Une partie importante de ce travail consistait à identifier les concepts de loisirs susceptibles de réussir dans un environnement de centre commercial. J’ai également eu la responsabilité de définir le plan stratégique de Madrid SnowZone, la seule piste de ski couverte d’Espagne et l’une des 10 pistes de ski les plus visitées au monde chaque année (aussi incroyable que cela puisse paraître). L’une des grandes étapes de ces dernières années a été l’amélioration des installations, qui n’avaient pas été rénovées depuis son ouverture en 2003. Au cours de cette réforme, un travail important a été réalisé pour améliorer la qualité des installations, tant sur le terrain que dans ce que nous appelons les zones chaudes. La vérité est que le résultat est spectaculaire, et encore plus avec les travaux qui ont été entrepris pour « ouvrir » la cour au food court Xanadu.

A.L. : Qu’apporte Madrid SnowZone au centre commercial Xanadu ?

N.C. : C’est une excellente question. Parfois, dans le secteur des centres commerciaux, l’impact des installations de loisirs est remis en question (heureusement, de moins en moins), mais à Xanadu, nous avons pu étudier et documenter l’impact de la piste de ski. Évidemment, dans le domaine des médias, il a un poids énorme avec de nombreux événements et reportages. Mais sur l’aspect de la fréquentation, nous avons pu vérifier que les clients de SnowZone ne provenaient pas des mêmes zones géographiques que ceux du reste du centre commercial. Pour simplifier, une proportion importante des visiteurs de Xanadu vient des environs (dans un rayon de 20 à 25 km), tandis que les clients de SnowZone viennent principalement du nord et de l’ouest de Madrid (zones à plus fort pouvoir d’achat). Cela montre qu’une proposition de loisirs bien pensée et bien exécutée attire des clients autres que la clientèle cible habituelle du centre commercial et constitue une occasion unique de repositionner certains actifs.

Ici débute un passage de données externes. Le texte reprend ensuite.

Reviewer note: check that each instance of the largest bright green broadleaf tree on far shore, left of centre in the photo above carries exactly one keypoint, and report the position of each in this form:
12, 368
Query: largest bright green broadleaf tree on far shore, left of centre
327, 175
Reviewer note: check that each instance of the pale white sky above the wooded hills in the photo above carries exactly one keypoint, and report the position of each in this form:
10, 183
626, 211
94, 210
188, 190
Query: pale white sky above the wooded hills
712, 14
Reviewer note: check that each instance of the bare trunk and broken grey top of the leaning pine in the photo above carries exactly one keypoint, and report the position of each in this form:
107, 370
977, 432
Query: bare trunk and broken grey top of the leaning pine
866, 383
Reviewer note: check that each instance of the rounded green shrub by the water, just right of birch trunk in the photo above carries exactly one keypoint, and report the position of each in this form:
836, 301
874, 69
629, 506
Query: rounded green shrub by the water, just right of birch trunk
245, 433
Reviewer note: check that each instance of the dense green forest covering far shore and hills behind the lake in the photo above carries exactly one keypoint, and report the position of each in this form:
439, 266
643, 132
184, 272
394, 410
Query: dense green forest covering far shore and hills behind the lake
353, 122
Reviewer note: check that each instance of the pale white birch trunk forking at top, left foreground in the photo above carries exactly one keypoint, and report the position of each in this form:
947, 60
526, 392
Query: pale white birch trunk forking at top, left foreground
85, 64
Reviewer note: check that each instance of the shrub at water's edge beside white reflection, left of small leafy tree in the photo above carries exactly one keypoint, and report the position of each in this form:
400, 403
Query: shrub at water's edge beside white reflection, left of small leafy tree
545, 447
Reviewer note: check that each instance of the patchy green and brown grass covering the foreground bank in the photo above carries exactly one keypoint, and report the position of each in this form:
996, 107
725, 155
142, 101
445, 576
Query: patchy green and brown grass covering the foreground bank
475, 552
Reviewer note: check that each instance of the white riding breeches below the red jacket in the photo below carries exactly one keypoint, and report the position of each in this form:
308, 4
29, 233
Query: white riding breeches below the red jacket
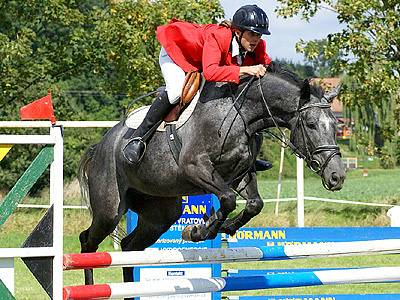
174, 76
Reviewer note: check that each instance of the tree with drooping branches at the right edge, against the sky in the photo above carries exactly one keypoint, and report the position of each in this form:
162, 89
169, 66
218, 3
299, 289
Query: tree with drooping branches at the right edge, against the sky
367, 51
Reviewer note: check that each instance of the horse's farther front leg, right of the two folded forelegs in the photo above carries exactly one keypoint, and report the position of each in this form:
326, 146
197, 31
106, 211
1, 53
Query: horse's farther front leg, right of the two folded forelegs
247, 188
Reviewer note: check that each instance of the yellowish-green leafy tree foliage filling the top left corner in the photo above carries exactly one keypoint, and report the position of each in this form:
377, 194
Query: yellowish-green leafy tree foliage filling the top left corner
41, 42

A.L. : Quels critères utilisez-vous pour établir la stratégie de loisirs des grands centres commerciaux tels qu’Intu ?

N.C. : Pour établir cette stratégie, nous réalisons une étude approfondie du marché : analyse interne (offre du centre, clients…) et externe (concurrents, fournisseurs, tendances…) et nous définissons un positionnement objectif qui est également en accord avec les valeurs de l’entreprise et de la station. Ensuite, nous examinons le marché pour voir quels sont les acteurs qui peuvent nous aider à atteindre nos objectifs. L’important est de se différencier et d’aller vers des concepts ayant une grande capacité d’accueil, car dans les centres commerciaux l’affluence se concentre à des moments bien précis : il faut s’assurer d’avoir la capacité nécessaire pour accueillir les clients à ces moments-là et avoir un concept qui permet de fonctionner dans des conditions plus douces, sans détériorer l’expérience aux moments de moindre affluence, c’est la quadrature du cercle !

L.A. : Comment voyez-vous l’avenir du secteur de la distribution ?

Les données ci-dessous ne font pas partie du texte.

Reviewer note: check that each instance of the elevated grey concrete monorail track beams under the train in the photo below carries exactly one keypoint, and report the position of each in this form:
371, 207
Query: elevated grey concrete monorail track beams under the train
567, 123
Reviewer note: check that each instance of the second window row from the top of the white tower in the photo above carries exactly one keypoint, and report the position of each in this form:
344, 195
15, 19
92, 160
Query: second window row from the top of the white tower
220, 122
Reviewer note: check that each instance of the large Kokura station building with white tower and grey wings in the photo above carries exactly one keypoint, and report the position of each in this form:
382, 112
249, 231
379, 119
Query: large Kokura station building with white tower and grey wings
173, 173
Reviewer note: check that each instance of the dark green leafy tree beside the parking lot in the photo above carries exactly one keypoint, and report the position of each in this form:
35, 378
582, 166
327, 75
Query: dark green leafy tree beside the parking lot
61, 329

N.C. : Il existe un consensus sur le marché selon lequel les meilleurs centres survivront et deviendront même plus forts. Les grandes enseignes de la distribution ont tendance à réduire le nombre de leurs magasins afin de concentrer leurs efforts sur quelques « fleurons ». D’où l’importance pour les opérateurs d’avoir les meilleurs concepts et les meilleures marques dans leurs centres.

Dans le domaine des loisirs, on constate que les concepts habituels s’enrichissent en termes de contenu, grâce à l’apport de la technologie (les sauts par exemple comportent déjà beaucoup de réalité augmentée ou virtuelle), et ce mouvement va se renforcer de plus en plus : cela permet aussi d’élargir la cible de ces centres à d’autres publics.